Trade Pact Established with Israel
Regardless of Mercosur’s stalled negotiations with the EU, the organization has made slow but important progress in other areas. On December 19, 2007, Mercosur leaders met in Montevideo, Uruguay for their semi-annual conference, and inked a long-awaited agreement with Israel, a country that Mercosur engages in USD $1.1 billion of trade yearly. The agreement resolved to reduce trade tariffs on the majority of goods and services between the countries in the next ten years. This shows that Mercosur is willing to negotiate beyond regional boundaries, and is seeking to expand its influence on a greater international level than initially asserted in Asunción’s language.

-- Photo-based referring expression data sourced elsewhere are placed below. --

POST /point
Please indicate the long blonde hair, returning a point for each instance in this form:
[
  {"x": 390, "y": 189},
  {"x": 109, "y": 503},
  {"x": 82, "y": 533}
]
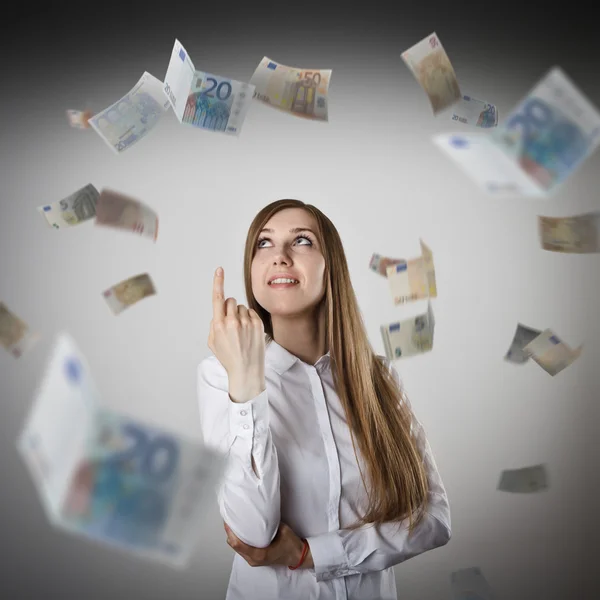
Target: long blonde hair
[{"x": 377, "y": 416}]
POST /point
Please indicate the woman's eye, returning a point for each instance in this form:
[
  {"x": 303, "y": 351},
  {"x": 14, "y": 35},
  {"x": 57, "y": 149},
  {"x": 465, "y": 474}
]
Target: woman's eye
[{"x": 296, "y": 240}]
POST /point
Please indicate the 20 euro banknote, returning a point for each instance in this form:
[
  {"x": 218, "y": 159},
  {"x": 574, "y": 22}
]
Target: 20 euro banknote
[
  {"x": 205, "y": 100},
  {"x": 109, "y": 477},
  {"x": 133, "y": 117}
]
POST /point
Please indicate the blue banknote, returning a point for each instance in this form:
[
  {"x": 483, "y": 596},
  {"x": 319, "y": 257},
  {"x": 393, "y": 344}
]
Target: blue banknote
[
  {"x": 131, "y": 118},
  {"x": 205, "y": 100},
  {"x": 551, "y": 132},
  {"x": 112, "y": 478}
]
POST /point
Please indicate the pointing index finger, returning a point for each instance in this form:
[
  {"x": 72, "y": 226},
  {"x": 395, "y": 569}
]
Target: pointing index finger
[{"x": 218, "y": 295}]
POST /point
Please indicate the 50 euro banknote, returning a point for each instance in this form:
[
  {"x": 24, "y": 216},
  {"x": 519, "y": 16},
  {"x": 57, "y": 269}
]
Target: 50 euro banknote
[
  {"x": 205, "y": 100},
  {"x": 134, "y": 116},
  {"x": 109, "y": 477},
  {"x": 128, "y": 292},
  {"x": 301, "y": 92},
  {"x": 471, "y": 111},
  {"x": 410, "y": 337},
  {"x": 414, "y": 279}
]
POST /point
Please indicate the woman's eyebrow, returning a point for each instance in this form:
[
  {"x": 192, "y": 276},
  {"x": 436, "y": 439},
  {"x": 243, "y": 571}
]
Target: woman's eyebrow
[{"x": 294, "y": 230}]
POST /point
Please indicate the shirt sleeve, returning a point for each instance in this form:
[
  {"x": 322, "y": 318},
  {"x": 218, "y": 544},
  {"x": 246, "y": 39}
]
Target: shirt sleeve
[
  {"x": 249, "y": 503},
  {"x": 377, "y": 547}
]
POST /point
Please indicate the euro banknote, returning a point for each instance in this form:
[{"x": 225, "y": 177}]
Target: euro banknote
[
  {"x": 523, "y": 335},
  {"x": 79, "y": 118},
  {"x": 414, "y": 279},
  {"x": 122, "y": 212},
  {"x": 432, "y": 68},
  {"x": 379, "y": 264},
  {"x": 15, "y": 335},
  {"x": 541, "y": 143},
  {"x": 80, "y": 206},
  {"x": 128, "y": 292},
  {"x": 470, "y": 584},
  {"x": 471, "y": 111},
  {"x": 205, "y": 100},
  {"x": 409, "y": 337},
  {"x": 134, "y": 116},
  {"x": 109, "y": 477},
  {"x": 488, "y": 166},
  {"x": 551, "y": 353},
  {"x": 578, "y": 234},
  {"x": 525, "y": 480},
  {"x": 301, "y": 92},
  {"x": 558, "y": 128}
]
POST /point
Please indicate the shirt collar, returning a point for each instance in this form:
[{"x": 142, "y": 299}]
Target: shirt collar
[{"x": 280, "y": 359}]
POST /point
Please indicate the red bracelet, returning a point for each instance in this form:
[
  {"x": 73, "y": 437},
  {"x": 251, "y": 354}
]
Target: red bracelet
[{"x": 304, "y": 553}]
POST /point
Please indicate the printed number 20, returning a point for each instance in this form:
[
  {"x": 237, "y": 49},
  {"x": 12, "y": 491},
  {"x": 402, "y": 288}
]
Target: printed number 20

The Effects of UNASUR and the Road Ahead in Tucumán
On May 23, 2008, the creation of the Union of South American Nations (UNASUR) by Latin American leaders merged the regional trading blocs of the Andean Community and Mercosur. Although Unasur maintains that it prioritizes political integration over economic integration, the latter is still on the organization’s agenda. Plans to facilitate intra-regional trade include eliminating all ‘non-sensitive’ tariffs by 2014 and the gradual elimination of all tariffs on products by 2019. These plans would theoretically eliminate tariffs throughout all of Latin America, one of Mercosur’s chief objectives. Regardless of Unasur’s political foundation, involvement in the larger trade bloc will provide more obstacles for Mercosur and will make it harder for member nations to retain their alliance to the organization. Another bloc with more members and similar goals is poised to be stronger and more effective than Mercosur, so what will the purpose of Mercosur be now? The Southern Common Market needs to find a way to maintain its essence.

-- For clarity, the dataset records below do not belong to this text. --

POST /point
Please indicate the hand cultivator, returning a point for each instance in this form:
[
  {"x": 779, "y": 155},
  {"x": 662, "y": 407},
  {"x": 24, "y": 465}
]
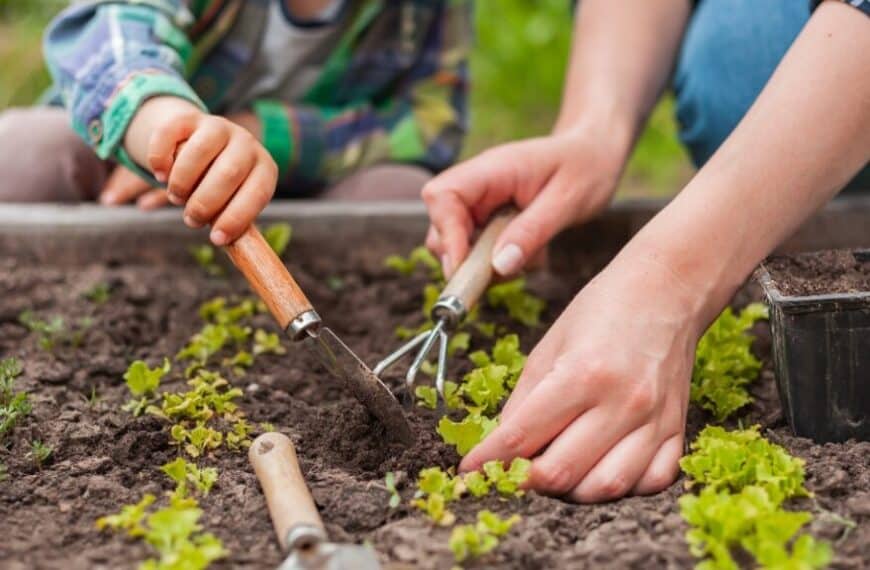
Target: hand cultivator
[
  {"x": 271, "y": 280},
  {"x": 458, "y": 297}
]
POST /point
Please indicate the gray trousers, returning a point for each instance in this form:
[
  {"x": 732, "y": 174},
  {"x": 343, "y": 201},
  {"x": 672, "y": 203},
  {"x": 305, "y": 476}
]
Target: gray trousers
[{"x": 43, "y": 160}]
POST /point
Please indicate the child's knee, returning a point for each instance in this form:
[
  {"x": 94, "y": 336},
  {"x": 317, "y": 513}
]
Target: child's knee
[{"x": 43, "y": 160}]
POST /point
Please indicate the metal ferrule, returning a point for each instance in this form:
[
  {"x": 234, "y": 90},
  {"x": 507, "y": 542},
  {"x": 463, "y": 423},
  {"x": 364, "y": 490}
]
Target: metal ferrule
[
  {"x": 449, "y": 309},
  {"x": 304, "y": 536},
  {"x": 306, "y": 323}
]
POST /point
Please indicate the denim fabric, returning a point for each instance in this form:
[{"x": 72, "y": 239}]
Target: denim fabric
[{"x": 731, "y": 49}]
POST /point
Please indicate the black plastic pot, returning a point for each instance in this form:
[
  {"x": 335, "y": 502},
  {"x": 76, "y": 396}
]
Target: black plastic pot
[{"x": 821, "y": 352}]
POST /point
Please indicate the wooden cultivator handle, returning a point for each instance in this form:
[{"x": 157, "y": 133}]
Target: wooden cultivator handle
[
  {"x": 474, "y": 275},
  {"x": 268, "y": 276},
  {"x": 287, "y": 496}
]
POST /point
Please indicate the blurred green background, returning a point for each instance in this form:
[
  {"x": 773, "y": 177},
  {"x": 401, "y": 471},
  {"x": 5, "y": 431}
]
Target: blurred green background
[{"x": 517, "y": 68}]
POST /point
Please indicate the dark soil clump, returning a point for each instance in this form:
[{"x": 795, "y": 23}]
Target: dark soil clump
[
  {"x": 821, "y": 273},
  {"x": 104, "y": 458}
]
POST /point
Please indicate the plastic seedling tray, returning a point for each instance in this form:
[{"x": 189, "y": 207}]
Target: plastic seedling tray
[{"x": 821, "y": 351}]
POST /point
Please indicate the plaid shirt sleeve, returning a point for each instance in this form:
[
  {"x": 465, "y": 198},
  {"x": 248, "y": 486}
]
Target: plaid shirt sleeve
[
  {"x": 107, "y": 58},
  {"x": 423, "y": 122},
  {"x": 863, "y": 5}
]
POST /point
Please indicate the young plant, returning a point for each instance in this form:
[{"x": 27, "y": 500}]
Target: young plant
[
  {"x": 724, "y": 363},
  {"x": 472, "y": 541},
  {"x": 98, "y": 294},
  {"x": 39, "y": 453},
  {"x": 143, "y": 383},
  {"x": 390, "y": 484},
  {"x": 278, "y": 237},
  {"x": 521, "y": 305},
  {"x": 49, "y": 333},
  {"x": 204, "y": 256},
  {"x": 14, "y": 406},
  {"x": 183, "y": 473},
  {"x": 468, "y": 432},
  {"x": 508, "y": 482}
]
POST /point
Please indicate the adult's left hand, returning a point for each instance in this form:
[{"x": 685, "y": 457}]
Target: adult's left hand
[{"x": 601, "y": 404}]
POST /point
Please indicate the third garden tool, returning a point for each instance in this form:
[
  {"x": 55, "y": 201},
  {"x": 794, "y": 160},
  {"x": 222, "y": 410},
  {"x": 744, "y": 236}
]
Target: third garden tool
[
  {"x": 458, "y": 297},
  {"x": 294, "y": 514},
  {"x": 271, "y": 280}
]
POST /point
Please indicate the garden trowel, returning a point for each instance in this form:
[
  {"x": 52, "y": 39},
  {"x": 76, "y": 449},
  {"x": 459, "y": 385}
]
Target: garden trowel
[
  {"x": 294, "y": 514},
  {"x": 271, "y": 280}
]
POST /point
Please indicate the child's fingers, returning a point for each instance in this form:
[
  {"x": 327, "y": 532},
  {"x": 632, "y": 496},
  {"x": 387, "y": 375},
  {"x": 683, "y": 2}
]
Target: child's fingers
[
  {"x": 162, "y": 144},
  {"x": 247, "y": 203},
  {"x": 194, "y": 158},
  {"x": 153, "y": 199},
  {"x": 223, "y": 178}
]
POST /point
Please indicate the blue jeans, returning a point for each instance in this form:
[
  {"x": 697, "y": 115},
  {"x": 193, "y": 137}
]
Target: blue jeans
[{"x": 730, "y": 51}]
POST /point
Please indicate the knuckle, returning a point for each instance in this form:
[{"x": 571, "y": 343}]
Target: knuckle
[
  {"x": 197, "y": 210},
  {"x": 641, "y": 400},
  {"x": 555, "y": 477},
  {"x": 515, "y": 440}
]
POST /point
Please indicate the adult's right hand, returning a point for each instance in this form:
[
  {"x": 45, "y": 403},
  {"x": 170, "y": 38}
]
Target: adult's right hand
[{"x": 556, "y": 181}]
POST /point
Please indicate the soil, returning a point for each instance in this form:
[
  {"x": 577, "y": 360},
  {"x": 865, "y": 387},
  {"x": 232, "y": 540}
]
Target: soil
[
  {"x": 104, "y": 458},
  {"x": 821, "y": 272}
]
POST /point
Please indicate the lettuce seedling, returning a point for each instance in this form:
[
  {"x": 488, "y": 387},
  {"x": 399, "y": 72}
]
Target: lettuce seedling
[
  {"x": 472, "y": 541},
  {"x": 129, "y": 519},
  {"x": 521, "y": 305},
  {"x": 204, "y": 256},
  {"x": 733, "y": 460},
  {"x": 143, "y": 383},
  {"x": 724, "y": 363},
  {"x": 183, "y": 473},
  {"x": 49, "y": 333},
  {"x": 508, "y": 483},
  {"x": 467, "y": 433},
  {"x": 14, "y": 406},
  {"x": 390, "y": 484},
  {"x": 278, "y": 237},
  {"x": 721, "y": 521}
]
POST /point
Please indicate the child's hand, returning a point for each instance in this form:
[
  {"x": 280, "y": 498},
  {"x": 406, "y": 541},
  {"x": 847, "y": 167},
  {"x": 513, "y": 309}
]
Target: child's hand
[
  {"x": 221, "y": 173},
  {"x": 123, "y": 186}
]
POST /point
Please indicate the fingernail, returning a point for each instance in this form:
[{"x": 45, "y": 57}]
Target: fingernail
[
  {"x": 218, "y": 237},
  {"x": 509, "y": 260},
  {"x": 446, "y": 266}
]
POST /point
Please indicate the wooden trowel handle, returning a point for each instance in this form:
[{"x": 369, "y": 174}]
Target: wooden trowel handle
[
  {"x": 268, "y": 276},
  {"x": 474, "y": 275},
  {"x": 287, "y": 496}
]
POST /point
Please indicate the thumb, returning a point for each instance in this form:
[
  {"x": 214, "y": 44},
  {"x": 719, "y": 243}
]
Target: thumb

According to Dr. O’Neil, however, involvement with Unasur would not interfere with Mercosur’s goals. She elaborated that the organizations are complementary because Mercosur has not achieved its initial aspirations and thus is not competing on the same level with Unasur. In other words, if Mercosur was still attempting to achieve its original aspirations there would have been a conflict of interest, but the organization is no longer strong enough to do this and thus will be willing to participate in Unasur. Furthermore, organizations such as Unasur have emerged to fulfill just what Mercosur failed to achieve – intra-regional integration and unity. Based on this, Mercosur inevitably faces a challenge ahead: how to achieve growth and unity between member states while at the same time becoming a part of a larger regional integration scheme.

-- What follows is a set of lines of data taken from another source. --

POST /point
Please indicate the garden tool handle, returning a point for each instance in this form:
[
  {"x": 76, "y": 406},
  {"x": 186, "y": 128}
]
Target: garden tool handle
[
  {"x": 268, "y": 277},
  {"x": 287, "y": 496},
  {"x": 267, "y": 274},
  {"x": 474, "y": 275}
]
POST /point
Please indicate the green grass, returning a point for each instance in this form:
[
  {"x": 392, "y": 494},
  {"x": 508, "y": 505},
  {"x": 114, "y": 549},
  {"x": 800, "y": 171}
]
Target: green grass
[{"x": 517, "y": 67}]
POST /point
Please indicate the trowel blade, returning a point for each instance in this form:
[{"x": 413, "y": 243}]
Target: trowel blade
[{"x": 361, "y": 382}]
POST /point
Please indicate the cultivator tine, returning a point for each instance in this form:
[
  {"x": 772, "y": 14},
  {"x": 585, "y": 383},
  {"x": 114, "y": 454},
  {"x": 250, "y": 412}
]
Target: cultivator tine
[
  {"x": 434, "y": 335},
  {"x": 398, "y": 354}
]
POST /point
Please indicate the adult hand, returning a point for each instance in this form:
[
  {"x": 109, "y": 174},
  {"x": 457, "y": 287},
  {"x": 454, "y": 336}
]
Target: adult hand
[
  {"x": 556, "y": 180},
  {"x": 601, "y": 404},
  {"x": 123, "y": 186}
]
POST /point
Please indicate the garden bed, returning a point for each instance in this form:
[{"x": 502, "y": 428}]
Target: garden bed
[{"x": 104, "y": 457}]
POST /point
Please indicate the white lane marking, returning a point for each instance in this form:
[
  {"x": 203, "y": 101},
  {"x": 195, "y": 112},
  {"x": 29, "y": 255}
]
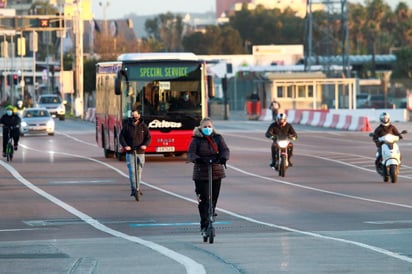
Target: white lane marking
[
  {"x": 191, "y": 266},
  {"x": 307, "y": 233},
  {"x": 389, "y": 222}
]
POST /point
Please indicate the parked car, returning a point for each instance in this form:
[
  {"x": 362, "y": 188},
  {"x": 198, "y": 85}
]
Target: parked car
[
  {"x": 54, "y": 104},
  {"x": 36, "y": 120},
  {"x": 361, "y": 99},
  {"x": 374, "y": 101}
]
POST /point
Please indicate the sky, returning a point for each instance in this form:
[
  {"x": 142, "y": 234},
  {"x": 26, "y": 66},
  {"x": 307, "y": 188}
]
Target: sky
[
  {"x": 119, "y": 8},
  {"x": 116, "y": 9}
]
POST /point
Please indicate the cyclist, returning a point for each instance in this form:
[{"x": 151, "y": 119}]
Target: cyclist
[{"x": 10, "y": 120}]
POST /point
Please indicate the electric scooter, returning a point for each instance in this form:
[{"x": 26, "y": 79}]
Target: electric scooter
[
  {"x": 210, "y": 230},
  {"x": 138, "y": 192}
]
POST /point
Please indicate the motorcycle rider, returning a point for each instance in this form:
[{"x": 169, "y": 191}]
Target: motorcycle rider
[
  {"x": 384, "y": 128},
  {"x": 280, "y": 127}
]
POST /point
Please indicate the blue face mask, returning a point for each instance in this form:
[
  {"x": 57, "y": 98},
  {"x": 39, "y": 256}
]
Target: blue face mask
[{"x": 207, "y": 131}]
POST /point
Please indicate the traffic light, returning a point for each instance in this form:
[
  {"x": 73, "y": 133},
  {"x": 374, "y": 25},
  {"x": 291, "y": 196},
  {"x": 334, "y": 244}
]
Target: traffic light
[
  {"x": 43, "y": 22},
  {"x": 60, "y": 21}
]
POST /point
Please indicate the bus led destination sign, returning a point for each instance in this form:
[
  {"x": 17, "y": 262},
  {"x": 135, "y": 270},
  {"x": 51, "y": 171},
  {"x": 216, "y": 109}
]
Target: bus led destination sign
[{"x": 163, "y": 72}]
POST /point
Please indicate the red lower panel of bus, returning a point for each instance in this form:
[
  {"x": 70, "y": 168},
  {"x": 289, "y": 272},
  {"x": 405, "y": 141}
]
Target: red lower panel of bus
[{"x": 172, "y": 142}]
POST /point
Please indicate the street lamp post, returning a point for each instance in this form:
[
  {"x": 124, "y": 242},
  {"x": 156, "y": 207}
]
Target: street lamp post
[{"x": 105, "y": 6}]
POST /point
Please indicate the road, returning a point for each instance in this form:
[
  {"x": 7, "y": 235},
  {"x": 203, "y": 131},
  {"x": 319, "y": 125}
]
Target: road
[{"x": 67, "y": 209}]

What lies ahead for the Mercado Común del Sur? The trade bloc has recently announced plans to negotiate with more partners outside of Latin America, including the South African Customs Union, the Cooperation Council of the Gulf (Arab nations), and India. These plans for international economic growth have great potential to help the organization achieve international prominence if carried out correctly and efficiently. However, stalled negotiations such as those with the EU only pose a threat to the organization’s legitimacy and credibility. Moreover, the internal disputes within Mercosur destabilize the unity of the organization and are counterproductive for an organization designed to promote intra-regional solidarity. Under the auspices of its peoples’ best interests, Mercosur must rediscover itself, keeping the past struggle for regional integration in mind while establishing goals for the future.